8月4日、演習初日とされた日に公開された映像では弾道ミサイルを搭載した車両が次々と移動。演習開始が宣言された1時間後の現地時間午後1時頃、「東風型」の短距離弾道ミサイルを発射一部は台湾上空を通過し台湾の東側の海域に落下した。そして弾道ミサイルの発射から1時間後の現地時間午後2時頃、陸軍の多連装ロケット砲の部隊が射撃を開始、打ち上がる様子は福建省の台湾に近い島でも目撃された。また最新ステルス戦闘機の「殲20」も出撃。
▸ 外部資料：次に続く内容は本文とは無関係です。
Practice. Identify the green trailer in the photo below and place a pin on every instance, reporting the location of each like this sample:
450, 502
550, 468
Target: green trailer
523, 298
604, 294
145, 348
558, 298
国営メディアなどはこの機体が実戦的な演習に投入されるのは今回が初めてだと伝えた。台湾側は中国軍の主力戦闘機の殲16などの接近もあったと発表した。この他、最新の空中給油機「運油20」の姿も。空中給油機があれば武器の搭載量を増やせるほか飛行距離も大幅に伸びるため中国空軍が台湾の東側への攻撃や東からのアメリカ軍の接近を阻止する任務にあたる「遠征型空軍」となり台湾にとっても大きな脅威とされる。また映像には海軍のフリゲート艦が航行する様子も。この日、10隻以上の駆逐艦とフリゲート艦が台湾周辺に展開したという。「東部戦区の演習は複数のゾーンで多様な部隊が参加する統合作戦の訓練だ。」統合参謀部幹部はミサイルの部隊や陸海空軍が一斉に動く統合作戦訓練だと説明した。初日はミサイルなどで台湾本島に先制攻撃を仕掛けると共に航空機や艦船で台湾周辺の制空権や制海権をかけた戦闘に入ることを想定した訓練だったとまとめることができる。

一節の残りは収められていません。